It’s early Sunday morning after a long string of days at home. Tomorrow I will be back to work and the workday routine.
I am grateful for good health. The hubby and I made it through COVID with minimal trouble. I am incredibly grateful for the work of the scientists and others who got the vaccines to us and in us.
I am grateful for a safe and loving home. Another quarantine experience and the yesterday’s family gathering for Thanksgiving makes me appreciate that I live in love and peace with my husband. My childhood was not safe and loving and even though it was a long time ago, that experience still clouds my days. It does make me appreciate what I have now.

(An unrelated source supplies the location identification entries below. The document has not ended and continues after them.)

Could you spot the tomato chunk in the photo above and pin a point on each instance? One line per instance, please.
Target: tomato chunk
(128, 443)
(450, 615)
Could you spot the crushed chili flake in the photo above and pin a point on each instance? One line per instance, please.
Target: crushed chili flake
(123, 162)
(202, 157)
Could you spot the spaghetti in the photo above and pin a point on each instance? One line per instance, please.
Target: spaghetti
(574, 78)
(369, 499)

I am grateful for good health, physically, emotionally and mentally. It’s been a lot of good work to get to this place and I’m grateful that I figured it out and that I’ve been able to overcome some difficulties.
I am grateful for my sobriety and the strength I’ve had to maintain it through another holiday event. Yes, I held my mother’s cocktail glass last night while she went to get her shoes and my sister’s glass of wine sang beautiful songs to me in the sunshine. And this morning I’m up early with no regrets, knowing that I’m doing well in defining my identity as a person who doesn’t drink.
I am grateful for the relationship I have with my grown sons. While we don’t see each other in person often due to distance and schedules, I am always comforted in hearing of their strength and happiness and kindness when we chat on the phone. Parenting was a very humbling and challenging experience for me and I’m glad to be at this end of it.
I am grateful for the relationship I have with my brother. He continues to struggle with his mental health and difficulties in his life. And while it can be exhausting to be his support person, I’m also honored to be in that role. I feel I get to love him the way he was never loved as a child. And that brings me some peaceful reckoning to the damage we both experienced as kids.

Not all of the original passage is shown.